Last week, the Lost Coast Outpost and other local media outlets came into possession of a videotape of the play that preceded the confrontation between the players and the fans. (The tape cuts off before the confrontation itself takes place.) According to the Ferndale Enterprise, Mike Martin — the fan who insists that no racist taunting happened at that game — has identified himself as the person indicated in the photograph below.

hut one

But the tape shows that he appears to be quite a distance from the end zone at the moment the play ends. He doesn’t even appear in the frame:


Also last week, John Matthews of KSLG ran three segments on the controversy: with MartinStephen Walters, and Ferndale football broadcaster Tag Wotherspoon and McClymonds High Coach Curtis McCauley.

This morning on KSLG, Walters and Martin spoke directly to each other.
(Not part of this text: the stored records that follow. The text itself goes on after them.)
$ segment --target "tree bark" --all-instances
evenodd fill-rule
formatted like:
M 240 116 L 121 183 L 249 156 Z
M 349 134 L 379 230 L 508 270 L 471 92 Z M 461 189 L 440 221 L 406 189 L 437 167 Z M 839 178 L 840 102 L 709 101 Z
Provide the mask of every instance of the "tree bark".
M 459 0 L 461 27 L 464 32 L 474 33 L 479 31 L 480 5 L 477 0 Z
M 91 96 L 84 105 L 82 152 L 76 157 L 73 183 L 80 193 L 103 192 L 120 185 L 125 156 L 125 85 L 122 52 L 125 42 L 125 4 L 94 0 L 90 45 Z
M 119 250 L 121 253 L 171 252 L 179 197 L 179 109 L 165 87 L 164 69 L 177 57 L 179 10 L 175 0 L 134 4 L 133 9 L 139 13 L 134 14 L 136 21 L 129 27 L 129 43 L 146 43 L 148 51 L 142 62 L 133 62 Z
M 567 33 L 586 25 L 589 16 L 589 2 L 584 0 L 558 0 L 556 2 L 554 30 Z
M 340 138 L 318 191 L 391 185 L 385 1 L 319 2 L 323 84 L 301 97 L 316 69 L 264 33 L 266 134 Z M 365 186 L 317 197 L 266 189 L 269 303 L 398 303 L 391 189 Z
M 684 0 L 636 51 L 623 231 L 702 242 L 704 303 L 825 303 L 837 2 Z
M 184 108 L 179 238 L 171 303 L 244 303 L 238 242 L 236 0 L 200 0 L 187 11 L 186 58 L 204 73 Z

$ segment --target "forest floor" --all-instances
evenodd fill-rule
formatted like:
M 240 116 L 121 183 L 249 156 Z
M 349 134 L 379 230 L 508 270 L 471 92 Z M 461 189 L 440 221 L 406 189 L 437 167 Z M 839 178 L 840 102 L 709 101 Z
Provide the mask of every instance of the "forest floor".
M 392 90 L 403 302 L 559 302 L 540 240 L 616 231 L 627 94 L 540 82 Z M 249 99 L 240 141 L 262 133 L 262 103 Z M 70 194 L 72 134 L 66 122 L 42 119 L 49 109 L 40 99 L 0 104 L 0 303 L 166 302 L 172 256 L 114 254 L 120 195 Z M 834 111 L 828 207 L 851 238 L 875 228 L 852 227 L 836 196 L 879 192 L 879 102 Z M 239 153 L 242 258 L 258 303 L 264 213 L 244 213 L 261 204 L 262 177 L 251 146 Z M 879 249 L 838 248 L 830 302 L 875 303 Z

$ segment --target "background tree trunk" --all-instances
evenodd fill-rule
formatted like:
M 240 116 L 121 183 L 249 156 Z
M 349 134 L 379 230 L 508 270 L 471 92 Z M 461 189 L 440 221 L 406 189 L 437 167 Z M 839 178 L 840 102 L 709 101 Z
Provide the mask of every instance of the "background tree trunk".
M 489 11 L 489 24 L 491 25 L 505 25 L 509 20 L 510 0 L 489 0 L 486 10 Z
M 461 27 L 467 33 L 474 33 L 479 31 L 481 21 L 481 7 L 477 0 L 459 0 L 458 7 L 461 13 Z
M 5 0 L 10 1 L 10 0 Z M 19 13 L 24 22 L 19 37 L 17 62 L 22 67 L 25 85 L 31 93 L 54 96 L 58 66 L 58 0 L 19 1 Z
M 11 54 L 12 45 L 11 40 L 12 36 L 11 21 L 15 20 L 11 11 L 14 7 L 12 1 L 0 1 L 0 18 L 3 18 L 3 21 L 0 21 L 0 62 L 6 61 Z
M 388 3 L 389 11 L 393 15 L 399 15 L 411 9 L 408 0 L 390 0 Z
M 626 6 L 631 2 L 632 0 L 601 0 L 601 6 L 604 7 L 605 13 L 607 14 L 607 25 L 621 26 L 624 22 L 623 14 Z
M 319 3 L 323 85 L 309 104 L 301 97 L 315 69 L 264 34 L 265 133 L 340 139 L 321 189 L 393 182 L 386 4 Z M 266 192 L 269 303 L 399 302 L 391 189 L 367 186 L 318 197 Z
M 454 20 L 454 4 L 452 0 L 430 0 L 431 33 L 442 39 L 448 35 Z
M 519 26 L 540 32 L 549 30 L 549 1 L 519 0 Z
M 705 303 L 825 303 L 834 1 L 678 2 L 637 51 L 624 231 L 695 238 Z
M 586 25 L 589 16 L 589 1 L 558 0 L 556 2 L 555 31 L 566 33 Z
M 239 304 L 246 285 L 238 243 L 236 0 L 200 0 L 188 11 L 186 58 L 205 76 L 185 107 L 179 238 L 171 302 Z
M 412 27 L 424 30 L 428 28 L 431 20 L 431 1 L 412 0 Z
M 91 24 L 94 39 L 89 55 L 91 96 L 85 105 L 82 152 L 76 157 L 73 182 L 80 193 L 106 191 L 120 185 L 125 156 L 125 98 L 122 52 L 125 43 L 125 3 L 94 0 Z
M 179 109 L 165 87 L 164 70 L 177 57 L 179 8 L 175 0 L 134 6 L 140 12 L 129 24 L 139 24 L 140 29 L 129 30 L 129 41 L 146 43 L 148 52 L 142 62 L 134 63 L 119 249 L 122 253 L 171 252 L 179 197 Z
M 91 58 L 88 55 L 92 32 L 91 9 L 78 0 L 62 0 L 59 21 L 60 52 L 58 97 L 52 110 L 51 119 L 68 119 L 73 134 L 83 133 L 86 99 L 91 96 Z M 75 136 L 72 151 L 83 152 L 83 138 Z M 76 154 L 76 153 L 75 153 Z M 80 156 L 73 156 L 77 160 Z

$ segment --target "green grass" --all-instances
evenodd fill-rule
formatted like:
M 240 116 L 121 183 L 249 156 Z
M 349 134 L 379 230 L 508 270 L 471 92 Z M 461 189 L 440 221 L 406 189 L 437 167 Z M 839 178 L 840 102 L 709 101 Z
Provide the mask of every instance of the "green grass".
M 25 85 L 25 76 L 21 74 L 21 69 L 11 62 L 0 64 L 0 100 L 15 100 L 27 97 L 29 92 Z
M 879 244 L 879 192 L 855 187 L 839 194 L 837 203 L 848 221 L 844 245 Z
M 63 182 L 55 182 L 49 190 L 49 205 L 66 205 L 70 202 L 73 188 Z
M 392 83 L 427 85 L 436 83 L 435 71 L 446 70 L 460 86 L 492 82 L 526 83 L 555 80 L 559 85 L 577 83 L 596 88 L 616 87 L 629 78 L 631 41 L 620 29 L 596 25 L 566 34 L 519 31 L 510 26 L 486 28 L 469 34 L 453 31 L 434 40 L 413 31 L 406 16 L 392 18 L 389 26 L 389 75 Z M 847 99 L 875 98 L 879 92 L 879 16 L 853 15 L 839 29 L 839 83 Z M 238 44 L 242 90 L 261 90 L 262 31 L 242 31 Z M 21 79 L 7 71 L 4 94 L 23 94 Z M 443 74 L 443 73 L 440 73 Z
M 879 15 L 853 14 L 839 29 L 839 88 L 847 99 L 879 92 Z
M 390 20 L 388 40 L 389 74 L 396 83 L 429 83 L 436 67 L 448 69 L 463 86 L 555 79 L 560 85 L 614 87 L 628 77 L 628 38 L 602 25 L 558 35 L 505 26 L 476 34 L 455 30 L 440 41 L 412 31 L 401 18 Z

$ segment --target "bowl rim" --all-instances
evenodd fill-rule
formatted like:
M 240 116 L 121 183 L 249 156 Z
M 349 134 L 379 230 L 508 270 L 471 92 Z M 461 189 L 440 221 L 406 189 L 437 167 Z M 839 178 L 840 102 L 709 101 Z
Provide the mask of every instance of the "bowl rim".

Walters asked Martin if he would publicly issue a statement that Ferndale boosters would not tolerate the taunting of kids from opposing teams, whether racial or not. Martin declined to do that, but did say that he would write a letter protesting the “black eye” that the town’s reputation has received due to these purportedly unfounded allegations. Martin further revealed that last week he paid an Orange County firm to conduct a “voice stress test” of him over the telephone. The results, he said, proved that he was telling the truth.